Gianrico Tedeschi e quel treno della guerra

Si sono conosciuti durante la guerra, la seconda guerra mondiale. Ricordo il treno, i suoi esercizi per allenare la voce. 
Me ne parlava mio padre. Ero piccolo. Mi parlava spesso di Gianrico Tedeschi, grande attore. E me ne parlava ogni volta che lo vedeva in tv recitare o in qualche altra occasione. Andava fiero di quella conoscenza. E io guardavo Gianrico Tedeschi in tv come se fosse un amico mio o uno zio. 
Non ricordo altro. Ero troppo piccolo. E mio padre manca da 23 anni per chiedere quello che vorrei chiedere. 
Ricordo però che sono andato al Teatro Pirandello di Agrigento in occasione di una sua messinscena. Sono andato con una telecamera per un’intervista televisiva. Eravamo sul palcoscenico e ho capito dall’espressione che ero entrato in uno spazio intimo, sacro. Ho violato quello spazio, armato di microfono per due battute sullo spettacolo e sulla sua straordinaria vita da attore. Sentivo – questa era la mia percezione di allora, spero di sbagliarmi – che se avesse potuto mi avrebbe buttato giù dal palcoscenico ed io a far finta di non sentire alcun dolore e di essere onorato di quel calcio. 

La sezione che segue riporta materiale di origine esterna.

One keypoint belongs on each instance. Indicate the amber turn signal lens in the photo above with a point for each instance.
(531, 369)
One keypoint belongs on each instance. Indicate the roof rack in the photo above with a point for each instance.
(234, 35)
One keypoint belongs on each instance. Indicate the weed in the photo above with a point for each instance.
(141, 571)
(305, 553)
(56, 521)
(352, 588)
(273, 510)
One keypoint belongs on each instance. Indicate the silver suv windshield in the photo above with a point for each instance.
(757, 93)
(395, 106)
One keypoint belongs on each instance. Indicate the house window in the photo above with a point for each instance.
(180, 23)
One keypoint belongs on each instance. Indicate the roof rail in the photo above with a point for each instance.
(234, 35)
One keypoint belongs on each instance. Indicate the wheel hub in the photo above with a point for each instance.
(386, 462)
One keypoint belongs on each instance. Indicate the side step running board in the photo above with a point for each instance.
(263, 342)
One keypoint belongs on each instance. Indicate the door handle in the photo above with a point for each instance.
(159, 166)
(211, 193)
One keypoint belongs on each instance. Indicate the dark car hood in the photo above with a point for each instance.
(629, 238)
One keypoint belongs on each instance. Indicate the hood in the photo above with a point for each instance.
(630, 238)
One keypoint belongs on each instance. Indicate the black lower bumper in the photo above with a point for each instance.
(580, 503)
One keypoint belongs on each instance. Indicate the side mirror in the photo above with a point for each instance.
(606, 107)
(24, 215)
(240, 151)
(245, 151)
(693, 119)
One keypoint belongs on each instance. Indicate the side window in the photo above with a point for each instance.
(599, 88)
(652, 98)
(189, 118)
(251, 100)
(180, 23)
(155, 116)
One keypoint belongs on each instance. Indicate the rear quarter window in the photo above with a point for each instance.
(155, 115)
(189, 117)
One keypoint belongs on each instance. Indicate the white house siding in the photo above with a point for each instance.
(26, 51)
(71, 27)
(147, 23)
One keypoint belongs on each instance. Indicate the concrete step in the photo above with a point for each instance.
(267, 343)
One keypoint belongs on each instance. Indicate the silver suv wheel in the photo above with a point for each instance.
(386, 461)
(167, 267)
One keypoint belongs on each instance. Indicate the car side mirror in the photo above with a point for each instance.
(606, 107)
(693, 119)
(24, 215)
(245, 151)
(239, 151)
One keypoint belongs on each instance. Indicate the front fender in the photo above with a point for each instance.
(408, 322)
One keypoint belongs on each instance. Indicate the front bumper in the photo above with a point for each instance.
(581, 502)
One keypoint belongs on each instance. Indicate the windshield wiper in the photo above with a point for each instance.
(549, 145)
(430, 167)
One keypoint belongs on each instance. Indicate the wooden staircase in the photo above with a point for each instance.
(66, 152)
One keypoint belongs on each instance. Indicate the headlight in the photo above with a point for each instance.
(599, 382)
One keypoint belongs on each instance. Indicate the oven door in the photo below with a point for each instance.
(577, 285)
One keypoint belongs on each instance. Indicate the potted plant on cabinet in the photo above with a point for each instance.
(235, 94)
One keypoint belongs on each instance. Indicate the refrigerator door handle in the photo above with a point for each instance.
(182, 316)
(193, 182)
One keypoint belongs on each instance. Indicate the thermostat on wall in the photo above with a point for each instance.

Aveva i secondi contati ed era tutto concentrato, attore già avanti con l’età. 
Finita l’intervista, rinfoderato il microfono, gli dico: “Sono il figlio di Gildo Moncada. Mio padre mi ha parlato spesso di lei. Mi dice che vi siete conosciuti…” 
Mi conferma tutto, ma poi debbo uscire. Il mio tempo è scaduto. 
Di quella memoria mi è rimasta l’amicizia con Gianrico Tedeschi e non per quell’unico incontro che ho avuto con lui ad Agrigento, ma perché sono cresciuto con lui nei ripetuti racconti di mio padre. 
Auguri, grande maestro. Vedo lei e vedo mio padre.